Their research approach has implications for a unique treatment for HIV/AIDS as well as other retroviruses — a family of viruses that use a host cell to replicate.

Modern drug "cocktails" have been hugely successful at turning HIV from a death sentence into a largely manageable chronic disease.

But such drugs are not perfect: They have a unique list of side effects, still suppress the patient’s immune system and must be taken on a strict regimen.

“They have secondary effects that hurt patients,” Bendjennat said. “And the virus becomes resistant to the inhibitors. That’s why they use cocktails.”

Saffarian and Bendjennat hope to delay HIV particles from budding from their host cell long enough for its own enzymes to start destroying the virus.

To do so, they are interfering with the way HIV particles interact with a class of proteins called ESCRTs, which are crucial for helping budding HIV particles pinch off of the host cell and get into the body.

Saffarian and Bendjennat created HIV particles that interact abnormally to the ESCRTs proteins, then put them under a digital microscope and watched them try to split from the cell.

Photo: Kristen Murphy/Deseret News
Photo: Kristen Murphy/Deseret News

One type of mutation caused the particle's release to be delayed by 75 minutes and resulted in half the new particles becoming noninfectious.

Another delayed release by 10 hours. None of the new particles were infectious.

Their study, which was funded by the National Institutes of Health, was published Thursday by "PLOS Pathogens."

Some researchers are already looking at drugs that block ESCRT proteins entirely to prevent HIV particles from pinching off, according to Bendjennat.

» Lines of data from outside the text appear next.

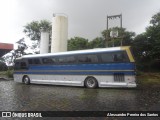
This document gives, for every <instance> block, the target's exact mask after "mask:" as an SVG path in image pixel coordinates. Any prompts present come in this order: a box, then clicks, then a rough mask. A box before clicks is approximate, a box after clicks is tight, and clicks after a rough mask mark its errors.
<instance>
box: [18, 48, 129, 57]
mask: <svg viewBox="0 0 160 120" xmlns="http://www.w3.org/2000/svg"><path fill="white" fill-rule="evenodd" d="M129 48H130V46H124V47H111V48H95V49H88V50H76V51H67V52H57V53H46V54H35V55H24V56H22V57H21V58H35V57H49V56H58V55H72V54H80V53H97V52H105V51H119V50H127V49H129ZM21 58H18V59H21Z"/></svg>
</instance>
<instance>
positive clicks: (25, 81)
mask: <svg viewBox="0 0 160 120" xmlns="http://www.w3.org/2000/svg"><path fill="white" fill-rule="evenodd" d="M23 83H24V84H26V85H29V84H30V79H29V77H28V76H24V77H23Z"/></svg>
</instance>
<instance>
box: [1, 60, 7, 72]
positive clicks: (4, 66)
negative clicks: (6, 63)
mask: <svg viewBox="0 0 160 120" xmlns="http://www.w3.org/2000/svg"><path fill="white" fill-rule="evenodd" d="M7 69H8V67H7V65H6V64H5V63H4V62H2V61H0V71H6V70H7Z"/></svg>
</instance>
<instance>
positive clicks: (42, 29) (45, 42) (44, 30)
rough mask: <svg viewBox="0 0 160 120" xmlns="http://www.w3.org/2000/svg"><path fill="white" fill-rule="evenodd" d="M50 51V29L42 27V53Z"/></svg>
mask: <svg viewBox="0 0 160 120" xmlns="http://www.w3.org/2000/svg"><path fill="white" fill-rule="evenodd" d="M48 51H49V31H47V30H44V29H43V28H42V29H41V40H40V54H43V53H48Z"/></svg>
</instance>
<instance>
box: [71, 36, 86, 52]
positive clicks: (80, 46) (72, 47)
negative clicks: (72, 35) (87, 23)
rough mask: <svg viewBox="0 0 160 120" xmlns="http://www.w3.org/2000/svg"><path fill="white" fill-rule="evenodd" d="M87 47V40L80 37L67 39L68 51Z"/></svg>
mask: <svg viewBox="0 0 160 120" xmlns="http://www.w3.org/2000/svg"><path fill="white" fill-rule="evenodd" d="M83 49H88V40H87V39H85V38H81V37H74V38H71V39H70V40H68V51H71V50H83Z"/></svg>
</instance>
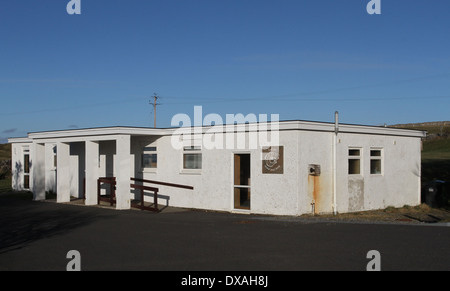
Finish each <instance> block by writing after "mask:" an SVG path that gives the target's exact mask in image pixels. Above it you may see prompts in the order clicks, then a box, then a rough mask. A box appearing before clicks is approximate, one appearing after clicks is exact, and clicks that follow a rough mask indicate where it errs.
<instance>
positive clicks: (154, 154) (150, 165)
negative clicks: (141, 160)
mask: <svg viewBox="0 0 450 291" xmlns="http://www.w3.org/2000/svg"><path fill="white" fill-rule="evenodd" d="M157 166H158V154H157V151H156V147H144V149H143V151H142V168H143V169H155V168H156V167H157Z"/></svg>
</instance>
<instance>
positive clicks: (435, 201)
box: [422, 180, 447, 207]
mask: <svg viewBox="0 0 450 291" xmlns="http://www.w3.org/2000/svg"><path fill="white" fill-rule="evenodd" d="M446 186H447V182H445V181H441V180H433V181H431V182H429V183H427V184H426V185H425V187H424V189H423V191H422V203H425V204H427V205H429V206H431V207H442V206H444V205H445V203H446V202H447V201H446V197H447V193H446V188H447V187H446Z"/></svg>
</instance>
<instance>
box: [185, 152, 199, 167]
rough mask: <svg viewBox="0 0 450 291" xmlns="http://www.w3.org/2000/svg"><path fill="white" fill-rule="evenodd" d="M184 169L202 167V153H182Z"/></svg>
mask: <svg viewBox="0 0 450 291" xmlns="http://www.w3.org/2000/svg"><path fill="white" fill-rule="evenodd" d="M183 168H184V169H201V168H202V154H184V155H183Z"/></svg>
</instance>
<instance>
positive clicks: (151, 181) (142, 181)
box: [130, 178, 194, 190]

But ESCRTs are critical for many crucial functions, like cell division, so those drugs are likely to be toxic.

Instead, Bendjennat and Saffarian are looking to test low-potency drugs that merely delay ESCRTs from releasing HIV, instead of blocking ESCRTs entirely.

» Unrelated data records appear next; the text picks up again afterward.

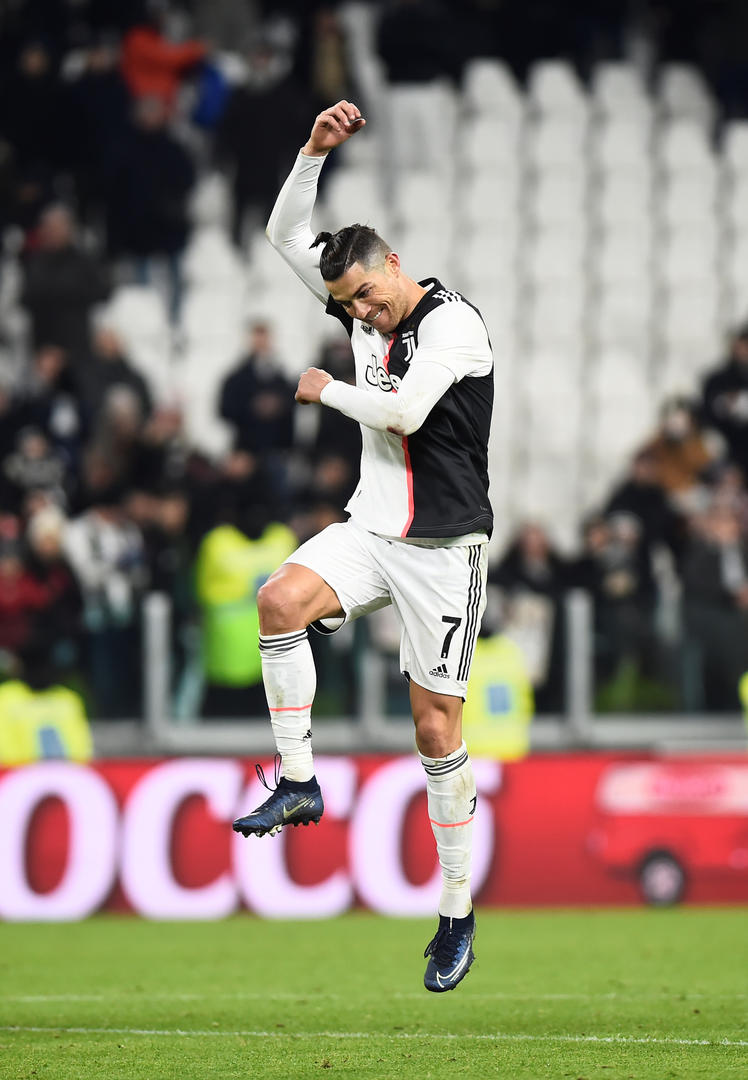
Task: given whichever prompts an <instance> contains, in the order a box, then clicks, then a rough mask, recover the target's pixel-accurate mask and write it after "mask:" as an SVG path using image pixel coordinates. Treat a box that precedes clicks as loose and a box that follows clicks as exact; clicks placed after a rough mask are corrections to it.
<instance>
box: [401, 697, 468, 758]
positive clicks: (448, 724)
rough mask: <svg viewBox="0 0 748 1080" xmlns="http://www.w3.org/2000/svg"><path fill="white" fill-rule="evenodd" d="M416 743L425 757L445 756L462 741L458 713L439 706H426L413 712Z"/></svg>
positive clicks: (441, 756)
mask: <svg viewBox="0 0 748 1080" xmlns="http://www.w3.org/2000/svg"><path fill="white" fill-rule="evenodd" d="M413 720H414V723H416V745H417V746H418V748H419V751H420V752H421V753H422V754H423V755H424V756H425V757H446V756H447V755H448V754H451V753H452V751H455V750H457V748H458V747H459V746H460V743H461V742H462V726H461V723H460V715H459V714H458V715H454V712H453V711H451V710H450V711H448V710H441V708H439V707H435V706H432V707H426V708H423V710H419V711H418V712H417V713H414V714H413Z"/></svg>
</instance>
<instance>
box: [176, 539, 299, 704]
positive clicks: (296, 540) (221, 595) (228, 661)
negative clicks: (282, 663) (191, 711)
mask: <svg viewBox="0 0 748 1080" xmlns="http://www.w3.org/2000/svg"><path fill="white" fill-rule="evenodd" d="M297 546H298V540H297V537H296V534H295V532H293V531H291V530H290V529H289V528H288V527H287V526H286V525H281V524H280V523H277V522H274V523H273V524H271V525H268V527H267V528H266V529H264V531H263V532H262V535H261V536H260V537H258V539H257V540H250V539H249V538H248V537H246V536H245V535H244V532H241V531H240V530H239V529H237V528H236V527H235V526H233V525H219V526H217V527H216V528H215V529H212V530H210V532H208V534H207V535H206V536H205V538H204V539H203V542H202V543H201V545H200V550H199V552H198V563H196V567H195V589H196V594H198V600H199V603H200V605H201V607H202V611H203V667H204V673H205V678H206V679H207V681H208V683H212V684H215V685H218V686H225V687H247V686H254V685H255V684H256V683H259V681H260V680H261V678H262V666H261V664H260V652H259V648H258V635H259V618H258V615H257V591H258V589H259V588H260V585H262V584H263V583H264V582H266V581H267V579H268V578H269V577H270V575H271V573H272V572H273V570H275V569H276V568H277V567H278V566H280V565H281V563H283V561H284V559H285V558H286V557H287V556H288V555H290V553H291V552H293V551H295V550H296V548H297Z"/></svg>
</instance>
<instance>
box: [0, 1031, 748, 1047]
mask: <svg viewBox="0 0 748 1080" xmlns="http://www.w3.org/2000/svg"><path fill="white" fill-rule="evenodd" d="M0 1031H2V1032H5V1034H9V1035H22V1034H33V1035H44V1034H46V1035H55V1036H59V1035H118V1036H127V1035H132V1036H146V1037H150V1038H180V1039H204V1038H221V1039H443V1040H454V1041H458V1040H460V1039H468V1040H471V1041H482V1042H594V1043H616V1044H624V1045H625V1044H633V1045H663V1047H748V1039H677V1038H670V1037H668V1036H664V1037H657V1036H650V1035H643V1036H635V1035H522V1034H521V1032H513V1031H494V1032H491V1034H487V1035H478V1034H476V1032H466V1034H464V1035H458V1034H452V1032H445V1031H294V1032H291V1031H259V1030H258V1031H255V1030H237V1031H218V1030H215V1029H214V1030H208V1031H203V1030H194V1031H189V1030H185V1029H182V1028H141V1027H31V1026H28V1027H24V1026H12V1027H0Z"/></svg>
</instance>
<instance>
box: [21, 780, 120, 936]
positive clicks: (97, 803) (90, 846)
mask: <svg viewBox="0 0 748 1080" xmlns="http://www.w3.org/2000/svg"><path fill="white" fill-rule="evenodd" d="M54 797H56V798H58V799H60V800H62V801H63V802H64V804H65V808H66V810H67V812H68V814H69V819H70V831H69V837H70V847H69V851H68V859H67V864H66V867H65V872H64V874H63V877H62V879H60V881H59V883H58V885H57V886H56V887H55V888H54V889H52V890H51V891H50V892H46V893H38V892H35V890H33V889H31V887H30V886H29V882H28V879H27V877H26V840H27V836H28V828H29V825H30V822H31V818H32V815H33V812H35V810H36V809H37V807H38V806H39V805H40V802H43V801H44V799H47V798H54ZM0 822H2V827H1V828H0V867H1V868H2V869H1V872H0V873H1V874H2V882H1V883H0V917H1V918H3V919H17V920H38V921H57V920H59V921H62V920H69V919H82V918H85V916H87V915H91V914H92V913H93V912H95V910H96V909H97V908H98V907H100V906H101V904H103V903H104V901H105V900H106V897H107V895H108V893H109V892H110V890H111V888H112V886H113V883H114V876H115V873H117V848H118V843H117V838H118V809H117V802H115V800H114V796H113V795H112V793H111V791H110V788H109V786H108V785H107V783H106V781H105V780H103V779H101V778H100V777H99V775H98V773H96V772H95V771H94V770H93V769H86V768H85V767H84V766H82V765H73V764H71V762H63V761H50V762H44V764H40V765H33V766H27V767H25V768H23V769H16V770H15V771H13V772H8V773H5V775H4V777H3V778H2V780H0Z"/></svg>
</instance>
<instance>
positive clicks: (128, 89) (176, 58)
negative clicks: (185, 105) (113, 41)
mask: <svg viewBox="0 0 748 1080" xmlns="http://www.w3.org/2000/svg"><path fill="white" fill-rule="evenodd" d="M207 52H208V45H207V44H206V43H205V42H203V41H182V42H180V43H176V42H173V41H169V40H168V39H167V38H165V37H164V35H163V33H162V32H161V28H160V26H159V23H158V19H151V21H145V22H142V23H139V24H137V25H136V26H133V27H132V28H131V29H130V30H128V31H127V33H126V35H125V37H124V40H123V42H122V76H123V78H124V80H125V82H126V84H127V89H128V90H130V92H131V94H132V95H133V97H159V98H161V100H162V102H163V103H164V104H165V105H166V106H167V108H168V110H169V111H171V110H172V108H173V107H174V103H175V99H176V96H177V92H178V90H179V84H180V82H181V79H182V76H183V75H185V73H186V72H187V71H189V69H190V68H192V67H194V65H195V64H199V63H200V62H201V60H202V59H203V58H204V56H205V55H206V53H207Z"/></svg>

Bendjennat and Saffarian emphasize that their research is in the beginning stages and that it will be 10 years or more until this approach might lead to a new treatment.

"This is much more fundamental in a way," Saffarian said. "What is the playground in which these viruses are evolving? What mechanisms are they using? Understanding those basic mechanisms gives you tools that you can use for maybe HIV, maybe the next virus."

"We'd like to push it as close as we can to where somebody's going to pick it up and make it an available drug," he added.

Competitors in Germany and New York have picked up on their line of questioning and are pursuing similar ideas. That means Saffarian and Bendjennat are in a race of their own.

"Pieces of this study have been scattered around the literature for the past 15 years,” Saffarian said. “Our study just kind of connected the dots.”